We found that the provider was now compliant in the two outcomes we followed up

18th November 2013 - During a routine inspection pdf icon

At the time of this inspection Care Unlimited Domcare was providing an active service to 19/20 people.

We spoke with the provider, registered manager, administration staff, care staff, three relatives of people who used the service and three people who received care from the service.

People who used the service that we spoke with said they liked the food and that the staff were nice and treated them well. People also told us about activities they were going to do that day, such as going out or shopping. One person told us about their recent birthday party supported by the agency.

The relatives of people who used the service told us they were involved in care planning and reviews, they were kept informed about any changes, contact was good, the staff were nice and they felt their relative was safe. People’s relatives also said they had no complaints but felt the staff were approachable and they would feel comfortable to raise any concerns and felt that they would be listened to. One person’s relative told us the manager and staff were brilliant, the building was always clean and that all the people at the supported living setting cared for by Care Unlimited looked well cared for.

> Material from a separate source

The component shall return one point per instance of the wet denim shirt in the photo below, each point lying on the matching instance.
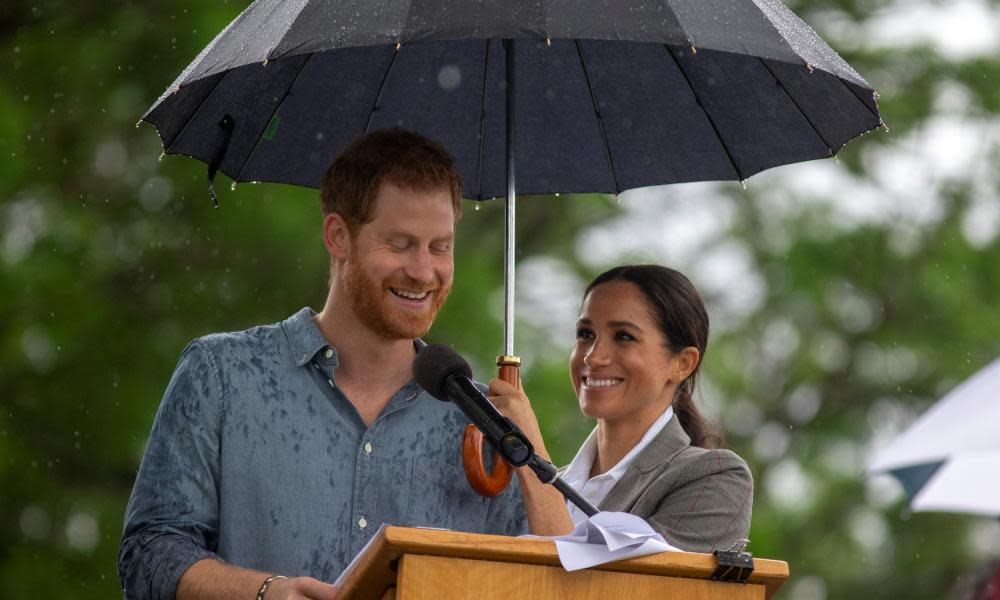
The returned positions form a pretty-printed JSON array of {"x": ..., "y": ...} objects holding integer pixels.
[{"x": 256, "y": 457}]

We found that before people received any care or treatment they were not always asked for their consent and where people did not have capacity the provider did not always act in accordance within legal requirements.

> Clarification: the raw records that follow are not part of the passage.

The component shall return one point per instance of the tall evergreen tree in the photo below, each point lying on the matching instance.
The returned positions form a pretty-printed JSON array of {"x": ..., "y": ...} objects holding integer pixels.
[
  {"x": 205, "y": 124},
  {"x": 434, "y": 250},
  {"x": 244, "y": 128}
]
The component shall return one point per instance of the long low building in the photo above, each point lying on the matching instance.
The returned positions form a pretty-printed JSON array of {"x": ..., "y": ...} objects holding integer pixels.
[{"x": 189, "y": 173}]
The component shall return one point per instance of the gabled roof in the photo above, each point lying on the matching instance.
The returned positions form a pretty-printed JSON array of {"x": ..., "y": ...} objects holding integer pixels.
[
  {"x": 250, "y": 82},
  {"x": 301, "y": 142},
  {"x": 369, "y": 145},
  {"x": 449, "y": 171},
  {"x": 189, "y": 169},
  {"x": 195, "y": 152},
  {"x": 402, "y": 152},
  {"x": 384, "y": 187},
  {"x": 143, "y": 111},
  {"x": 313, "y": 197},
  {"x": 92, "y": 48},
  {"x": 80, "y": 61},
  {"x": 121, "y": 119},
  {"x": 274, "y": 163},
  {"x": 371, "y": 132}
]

We noted people experienced care, treatment and support that met their needs but there were no service specific written procedures in place to plan for all reasonable foreseeable emergencies, other than snow. This meant that if an emergency situation other than snow occurred, there would be no contingency procedures recorded to enable the agency to continue to provide safe appropriate care.

We found that the service had undertaken pre-employment checks with disclosure and barring services, had records of the staff’s photographic proof of identity, qualifications, interview, and contracts, and there were two references. However, we saw that reference requirements for all the staff files sampled contained insufficient evidence about being physically and mentally able to do the job safely, or being suitability to work with the client group, vulnerable adults. None of the six staff files samples contained this information.

We found that although the health and safety of people was reviewed and audited, there was no quality assurance system implemented to record the findings of quality questionnaires, analyse the results, identify action to improve quality, record those proposed actions and feed back to the people who use the service.

21st March 2013 - During a routine inspection pdf icon

We spoke with two people that used the service who both told us that they liked the service and that they felt safe.

We spoke with four staff members that all told us they felt well supported in their roles. When asked about the service one staff member told us “We give people more independence, we don’t just do things for people we guide them to do things for themselves”.

We found that people’s likes, dislikes and preferences were recorded in their care plans and information about their usual routines. We found that people’s needs were assessed and a care plans put in place to ensure that their needs were met.

We saw that the provider had a detailed safeguarding policy in place and a flow chart was available to demonstrate the reporting process. We saw that people had risk assessments with actions for staff to take to reduce the risks associated with abuse.

We found that staff had regular meetings and supervision with their line manager. We saw that some staff were being supported to achieve qualifications that were relevant to their roles. We saw regular audits were carried out to enable the provider to assess and monitor the service.